REVIEW / CONCERT
RACHMANINOV CONCERTO NO. 2
Singapore Symphony Orchestra
Esplanade Concert Hall
The name of Russian composer Sergei Rachmaninov is an indispensable marketing tool.
Its use is almost certain to ensure a well-filled hall, even if the duration of music in the concert does not last more than an hour.
Such was the case of the evening's concert by the Singapore Symphony Orchestra conducted by music director Shui Lan, which included a popular piano concerto and two short orchestral pieces.
Known also for his magnificent piano-playing, Rachmaninov was certainly a talented lad of 14 when he wrote his Scherzo In D Minor (1887), a wisp of a work lasting all of five minutes.
Feathery lightness was the key in reliving its Mendelssohnian charm, with the pairs of flutes and bassoons flitting effortlessly as the strings ran circles with an engaging if not memorable, melody.
Further promise was to follow in the symphonic poem The Rock (1893), Rachmaninov's first important orchestral work.

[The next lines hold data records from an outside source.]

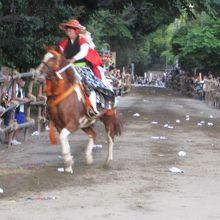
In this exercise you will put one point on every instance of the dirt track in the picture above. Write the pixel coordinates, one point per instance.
(139, 184)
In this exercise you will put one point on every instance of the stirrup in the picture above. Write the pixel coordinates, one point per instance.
(91, 113)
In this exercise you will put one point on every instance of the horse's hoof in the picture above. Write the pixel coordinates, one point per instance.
(69, 170)
(89, 160)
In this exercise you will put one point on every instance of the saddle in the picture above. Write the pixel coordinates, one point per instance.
(105, 98)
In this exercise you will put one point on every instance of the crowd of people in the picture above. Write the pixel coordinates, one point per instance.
(202, 86)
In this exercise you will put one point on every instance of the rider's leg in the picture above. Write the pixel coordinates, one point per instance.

Its subject was based on author Anton Chekhov's tale of old age confronting youth, with principal flautist Jin Ta confidently helming the leading role.
The music, already imbued with the composer's trademark Slavic melancholy, impressively built up to a Tchaikovskyan climax with brass ablazing before receding quietly.
The short first half which lasted under 30 minutes was followed by the titular Second Piano Concerto (1901), which ran just past the half-hour.
Those expecting a barnstorming account a la Lang Lang would have been disappointed with Argentine pianist Nelson Goerner's noble and unaffected account.
Although of slight physical stature, he was no weakling, bringing much musicality and polish to the proceedings.
Unlike the showy Third Piano Concerto, the solo piano part of the Second is intricately woven within the fabric of the orchestral scoring.
As such, the orchestra was careful not to overwhelm, and the balance was well managed while teetering on a tightrope.
Marc-Antoine Robillard's horn solo near the end of the first movement was excellent, and Ma Yue's clarinet distinguished the opening of the slow movement.
Some of the best moments were also the most subtle, such as the lush violins singing at the Adagio's close accompanied by big piano chords.
The work then caught fire for the coruscating finale, where mercurial reflexes jostled keenly with the movement's "big tune", probably the most anticipated part of the concerto.
Goerner's technique more than matched the bluster applied for the grandstand finish, which brought out the cheers.
No respectable SSO concert at the Esplanade ends before nine, when the night is still young.
So Goerner offered two well- received encores: Scriabin's wistful Poeme In F Sharp Major (Op. 32 No. 1), beautifully voiced, and the sweeping virtuosity of Chopin's Prelude In D Minor (Op. 28 No. 24).
The gesture was a nice one, but as everybody knows, quality trumps quantity any day or night.